Findings showed that among patients with metastatic PDAC treated at the recommended phase 2 dose (RP2D) of 300 mg in the second-line setting (n = 59), the median progression-free survival (PFS) was 8.8 months (95% CI, 8.5-not evaluable [NE]) in the KRAS G12X–mutated subgroup (n = 22) and 8.5 months (95% CI, 5.9-NE) in the broader RAS-mutated cohort (n = 37), Garrido-Laguna begins. Given that second-line PFS in PDAC typically ranges around 3 months, these data indicate a substantial improvement over historical controls, he notes. The overall response rates (ORRs) in the KRAS G12X– and RAS-mutated subsets were 36% and 27%, respectively, with disease control rates (DCRs) of 91% and 95%, respectively.

Across all patients treated at doses of 160 mg to 300 mg, the median PFS was 8.5 months (95% CI, 5.3-11.7) in the KRAS G12X–mutated group (n = 42) and 7.6 months (95% CI, 5.9-11.1) in the RAS-mutated group (n = 57). The respectiveORRs were 29% and 25%, and the DCRs were 91% and 93%, respectively.

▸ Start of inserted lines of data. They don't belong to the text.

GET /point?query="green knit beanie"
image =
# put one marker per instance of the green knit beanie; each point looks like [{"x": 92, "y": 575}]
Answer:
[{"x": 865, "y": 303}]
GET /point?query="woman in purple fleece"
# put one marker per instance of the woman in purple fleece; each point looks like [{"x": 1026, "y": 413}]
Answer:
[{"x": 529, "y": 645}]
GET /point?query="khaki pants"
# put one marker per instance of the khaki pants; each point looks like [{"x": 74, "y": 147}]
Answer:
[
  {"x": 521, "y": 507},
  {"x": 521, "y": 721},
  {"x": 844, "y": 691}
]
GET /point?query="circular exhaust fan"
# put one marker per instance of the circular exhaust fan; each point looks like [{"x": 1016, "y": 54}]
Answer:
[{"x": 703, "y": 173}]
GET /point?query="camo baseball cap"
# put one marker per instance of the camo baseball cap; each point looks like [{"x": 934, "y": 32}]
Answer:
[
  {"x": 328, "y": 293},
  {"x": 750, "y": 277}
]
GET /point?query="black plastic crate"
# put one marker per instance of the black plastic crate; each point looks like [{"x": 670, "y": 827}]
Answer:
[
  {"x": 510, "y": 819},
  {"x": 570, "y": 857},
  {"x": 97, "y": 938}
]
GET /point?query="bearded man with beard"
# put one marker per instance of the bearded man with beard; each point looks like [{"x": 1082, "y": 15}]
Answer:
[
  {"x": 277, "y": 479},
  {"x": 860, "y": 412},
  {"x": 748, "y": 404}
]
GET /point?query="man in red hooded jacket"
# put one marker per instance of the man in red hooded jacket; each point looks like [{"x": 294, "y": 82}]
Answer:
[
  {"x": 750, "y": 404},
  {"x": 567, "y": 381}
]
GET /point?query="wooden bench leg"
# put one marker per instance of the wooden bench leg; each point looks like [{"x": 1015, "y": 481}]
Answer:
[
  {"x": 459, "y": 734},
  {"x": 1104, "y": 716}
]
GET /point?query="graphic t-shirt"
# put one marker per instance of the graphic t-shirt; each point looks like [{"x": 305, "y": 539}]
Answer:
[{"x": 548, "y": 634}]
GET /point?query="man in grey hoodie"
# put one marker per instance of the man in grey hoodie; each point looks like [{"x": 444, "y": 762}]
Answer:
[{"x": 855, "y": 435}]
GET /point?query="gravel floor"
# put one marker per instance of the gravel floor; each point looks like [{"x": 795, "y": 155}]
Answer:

At 300 mg, the median overall survival (OS) was NE (KRAS G12X–mutated group, 95% CI, NE-NE; RAS-mutated group, 95% CI, 8.5-NE), with 6-month OS rates of 100% (95% CI, 100%-100%) and 97% (95% CI, 79%-100%) in the KRAS G12X– and RAS-mutated subsets, respectively.

For patients treated at doses ranging from 160 mg to 300 mg, the 6-month OS rates were 89% (95% CI, 70%-97%) in the KRAS G12X–mutated group and 91% (95% CI, 77%-96%) in the RAS-mutated cohort, with median follow-ups of 6.2 and 6.6 months, respectively. Although the median OS has not yet been reached in patients treated at the 300-mg dose, ongoing follow-up is expected to further support the promising survival benefit observed with daraxonrasib, Garrido-Laguna concludes.